LlamaIndex Llms Integration: Monsterapi

MonsterAPI LLM.

Monster Deploy enables you to host any vLLM supported large language model (LLM) like Tinyllama, Mixtral, Phi-2 etc as a rest API endpoint on MonsterAPI's cost optimised GPU cloud.

With MonsterAPI's integration in Llama index, you can use your deployed LLM API endpoints to create RAG system or RAG bot for use cases such as: - Answering questions on your documents - Improving the content of your documents - Finding context of importance in your documents

Once deployment is launched use the base_url and api_auth_token once deployment is live and use them below.

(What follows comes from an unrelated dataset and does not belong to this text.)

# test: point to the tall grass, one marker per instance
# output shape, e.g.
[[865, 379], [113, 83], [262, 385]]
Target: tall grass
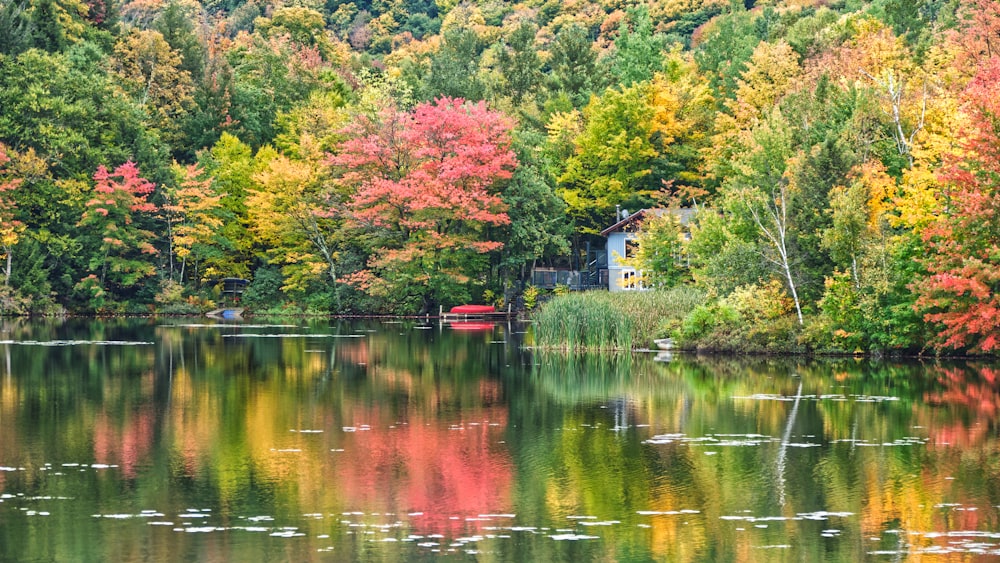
[[599, 320]]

Note: When using LLama index to access Monster Deploy LLMs, you need to create a prompt with required template and send compiled prompt as input.

See LLama Index Prompt Template Usage example section for more details.

see (https://developer.monsterapi.ai/docs/monster-deploy-beta) for more details

Once deployment is launched use the base_url and api_auth_token once deployment is live and use them below.

Note: When using LLama index to access Monster Deploy LLMs, you need to create a prompt with reqhired template and send compiled prompt as input. see section LLama Index Prompt Template Usage example for more details.

Examples:

pip install llama-index-llms-monsterapi

MonsterAPI Private LLM Deployment use case

python

from llama_index.llms.monsterapi import MonsterLLM

    llm = MonsterLLM(
        model = "<Replace with basemodel used to deploy>",
        api_base="https://ecc7deb6-26e0-419b-a7f2-0deb934af29a.monsterapi.ai",
        api_key="a0f8a6ba-c32f-4407-af0c-169f1915490c",
        temperature=0.75,
    )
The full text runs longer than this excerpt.